Trani scandalo nello scandalo, di Stefano de Luca

La penosa vicenda che emerge dalle indiscrezioni sull’inchiesta della Procura di Trani è esemplificativa di una tenuta democratica ormai al collasso. Che un Presidente del Consiglio trami con un proprio ex impiegato, collocato come componente di una alta Autorità di garanzia, contro giornalisti e trasmissioni a lui sgradite, per un liberale, è cosa che fa rabbrividire e dimostra come ormai il rapporto tra politica ed informazione RAI, da sempre lottizzato, abbia superato ogni limite di decenza e rientri nella sfera della patologia. Serve a spiegare anche come sia possibile che esistano trasmissioni insopportabili come “Annozero”, che ha un solo ed unico tema: l’attacco e la denigrazione del Capo del Governo e di tutto ciò che gli ruota intorno. Nella logica della guerra per bande, tutto è consentito, anche i colpi bassi e gli espedienti più ignobili, sia dalla parte del giornalismo militante, come da quella di una politica fondata sulla occupazione del potere e sul sopruso. Come non scandalizza l’insulto e la diffamazione, che vengono spacciati per informazione, approfondimento o satira, altrettanto si ritiene normale rispondere con il tentativo della cancellazione, abusando del proprio potere politico. Se tutto questo avviene nell’ ambito del Servizio Pubblico, finanziato dal Canone dei Contribuenti, è ancora più odioso e rafforza la nostra antica convinzione che per la RAI vi è un’ unica soluzione: quella di imboccare la via della privatizzazione.

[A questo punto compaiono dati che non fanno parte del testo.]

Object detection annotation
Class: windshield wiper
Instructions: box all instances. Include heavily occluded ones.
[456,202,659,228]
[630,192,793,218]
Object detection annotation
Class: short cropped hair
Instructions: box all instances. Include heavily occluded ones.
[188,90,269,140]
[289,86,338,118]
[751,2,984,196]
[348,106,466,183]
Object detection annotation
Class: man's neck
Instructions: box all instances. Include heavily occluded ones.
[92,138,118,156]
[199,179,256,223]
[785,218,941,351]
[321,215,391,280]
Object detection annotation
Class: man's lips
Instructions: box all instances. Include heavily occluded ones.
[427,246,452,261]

Da parte sua il potere giudiziario, purtroppo dando ragione a chi lo accusa di perseguire intenti politici, si comporta come un oppositore e non come un Ordine, terzo ed indipendente. Non può essere sfuggita a nessuno la tempestività della fuga di notizie, in un momento già reso caldo dalla polemica sulla ricusazione di alcune liste elettorali, facenti capo alla stessa fazione politica. Il compito delle Procure è quello di occuparsi di reati, non di compiere indebite interferenze nella politica, con la complicità di ben individuati settori  dell’ informazione. E’ apparso evidente a tutti che lo sconfinamento, non solo viola ogni regola di galateo istituzionale, ma anche norme giuridiche cogenti, ponendo in essere comportamenti inammissibili proprio da parte di chi sarebbe chiamato alla delicata funzione di imporre il primato della legge e della legalità. Tutto questo, al di là di ogni questione di opportunità, rappresenta un palese vulnus del principio della separazione dei Poteri, solennemente sancito dalla Carta Costituzionale. Una parte si ritiene legittimata ad usare impropriamente il consenso, ottenuto dal Corpo Elettorale, non solo per occupare tutti gli spazi di potere, che le derivano dalla maggioranza politica, compreso il predominio sul controllo della RAI, ma altresì per annientare il contraddittorio, se diventa fastidioso e pressante.

L’ altra parte (dispiace dover chiamare così settori della magistratura inquirente) ritiene di poter usare gli strumenti investigativi con largo spreco delle risorse del contribuente, per produrre scoops scandalistici, facendo trapelare durante una campagna elettorale notizie di forte impatto mediatico, ancorché prive di contenuto penalistico, ma di grandissimo effetto politico.

Indiscutibilmente le indebite pressioni esercitate su un Organo di Garanzia impongono un giudizio fortemente critico su chi le abbia esercitate, ma che compete alla sede politica, non ad un magistrato, peraltro incompetente, che invece ha il dovere di occuparsi esclusivamente di perseguire i di reati. Purtroppo l’ansia della sovraesposizione mediatica ha reso tali comportamenti ripetuti e ormai quasi abituali. Basta ricordare le raffiche di intercettazioni, audizioni di testimoni notissimi e  arresti eccellenti della Procura di Potenza, o di quella di Catanzaro o di Salerno, e, più recentemente di Firenze, che, consapevolmente prive di competenza territoriale, hanno deliberatamente portato avanti inchieste e deciso arresti, prima di trasmettere gli atti ai propri colleghi, territorialmente competenti.

A tutto ciò la politica risponde con protervia, ritenendo che la legittimazione popolare possa consentirle tutto.

Quale forma di protesta rimane ai cittadini, che assistono interdetti allo scempio del diritto e della Costituzione, se non, come primo atto di rivoluzione morale, quello di disertare le urne?